The differentiation factor(s) in midgut conditioned medium was not destroyed by heating to 100 °C for 5 min. Since the carrier of the insoluble protease used, carboxymethylcellulose (CMC), had no effect on the activity of conditioned medium, the destructive effect of the insoluble protease preparation was undoubtedly due to protease and not to CMC. Amylase and lipase had intermediate deleterious effects on conditioned medium effectiveness. Data from Amicon microconcentrators indicated that the M_r of Manduca sexta midgut differentiation factor (or factors) was 10×10³ or less, thus implicating a small peptide (or peptides). Vertebrate differentiation factors, such as the colony-stimulating factors necessary for vertebrate hematocyte differentiation, are peptides of 23–28 kDa (Burgess and Nicola, 1983), while TGF has a molecular mass of approximately 25 kDa (Deuel, 1987). Thus, the factor or factors responsible for insect midgut differentiation appears to be smaller than the peptides commonly associated with this function in vertebrates.

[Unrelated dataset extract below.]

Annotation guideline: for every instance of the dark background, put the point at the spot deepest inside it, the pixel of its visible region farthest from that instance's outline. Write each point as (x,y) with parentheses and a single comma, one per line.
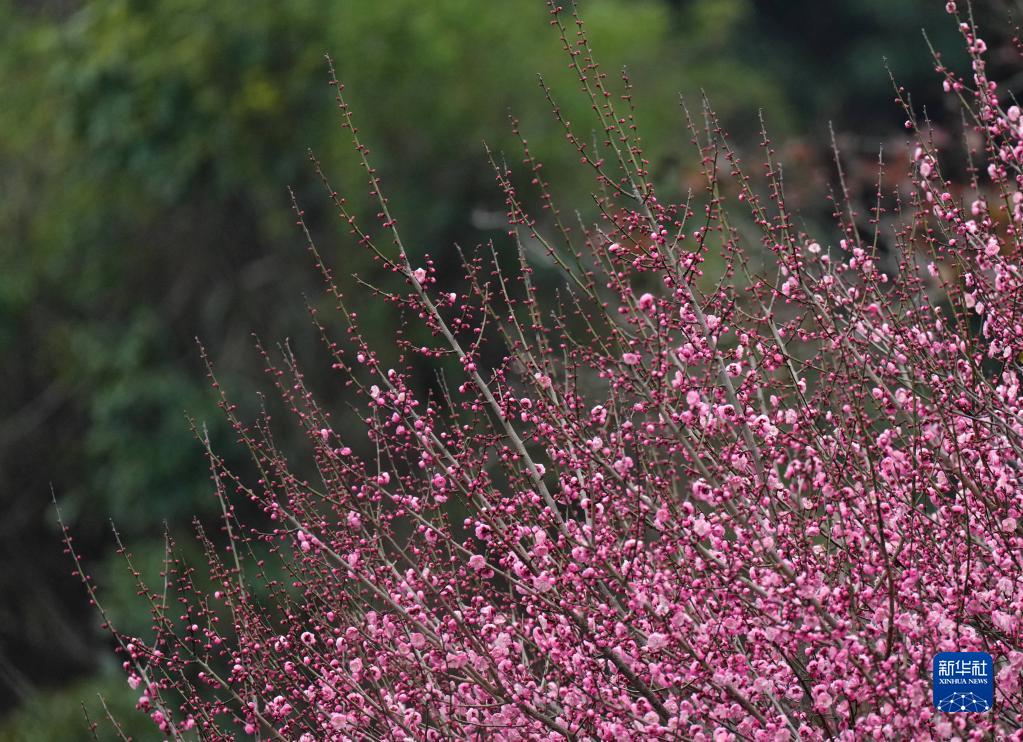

We have demonstrated that isolated larval midgut stem cells proliferate in culture in the presence of molting hormone (20-HE) and growth factors from fat body. However, in order to differentiate, stem cells must also receive soluble chemical messages from mature or maturing cells in the midgut epithelium. Proliferation and differentiation in vitro did not proceed at the same rapid rate reported in vivo (Baldwin and Hakim, 1991). Therefore, there are more controlling factors yet to be discovered in this system. However, it is evident that the development of Manduca sexta larval midgut is, in part, self-regulated.

Thanks to Drs Carol Sheppard and Kate Baldwin for helpful comments on the manuscript and to Kimberly Jones for excellent technical assistance. Mention of commercial products in this manuscript does not imply endorsement by the US Department of Agriculture.